Online and Blended Learning Helps Struggling Students, Survey Says


The fourth annual research survey of school and district leaders across the US has revealed some key findings on the implementation of online and blended learning in K-12 schools.

The survey was conducted in Spring 2015 by education consultancy Fuel Education and marketing research company MDR EdNET Insight. Their primary goal was to examine the best practices in establishing and running online and hybrid programs across the country. School principals, district leaders, curriculum and instructional coordinators, superintendents and other related professionals took part.

As Nicole Gorman of Education World writes, 79 percent of all 81 educators interviewed admitted the leading reason why the started implementing online and blended learning into their schedules was to help students who have difficulties in a traditional learning atmosphere.

The next most popular factors for implementing alternative learning methods were giving access to courses not available in other forms, more flexibility for students, and granting individual learning experience. Other factors that motivated teachers and districts to ensure students access to alternative methods of learning were to motivate them stay at school/district and to improve their GPA.

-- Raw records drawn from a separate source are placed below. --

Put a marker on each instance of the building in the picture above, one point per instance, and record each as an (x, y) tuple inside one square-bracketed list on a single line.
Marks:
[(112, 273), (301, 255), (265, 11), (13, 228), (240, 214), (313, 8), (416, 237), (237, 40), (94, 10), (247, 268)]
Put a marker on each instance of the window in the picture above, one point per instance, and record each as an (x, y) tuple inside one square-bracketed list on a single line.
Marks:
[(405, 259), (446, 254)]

Blended learning was shown to be twice as popular as online learning options. 63 percent of the respondents were using a blended learning alternative while 37 percent opted for fully online learning models. The survey also found out that most districts offered some type of blended learning versus online program option. 94 percent of school principals said they offered online courses while 29 percent said they had a full-time online program available.

Nine out of 10 districts (92 percent) finance their online and blended programs through their own budget, writes Dian Schaffhauser of The Journal.  Only 24 percent receive some state funding. 21 percent of districts are eligible for federal formula funding such as Title I. Community financing, federal grants, and tuition were alternative sources of money.

According to the respondents, the main reasons for the success in implementing an alternative learning method were to offer a “rigorous and engaging curriculum” (91 percent); adequate reporting tools and tracking student progress (89 percent); baseline and on-going assessments for monitoring student progress and well-trained instructors (tied at 88 percent); setting clear expectations for student responsibilities in taking online courses (87 percent); and timely teacher intervention when students are struggling (86 percent).

MDR and Fuel Education worked together for a fourth year in a row to provide up-to-date information about the online and hybrid programs implemented in K-12 schools in the USA. MDR’s EdNet Insight specializes in K-12 information and consulting services. It delivers comprehensive opinions on the education market of today and of the future.

Fuel Education helps schools personalize and transform the traditional education in and outside the classroom. It offers solutions for pre-K through 12th grade to assist schools in implementing online and blended learning programs. So far, Fuel Education has worked with over 2,000 schools to help them offer innovative learning options and to improve their students academic results.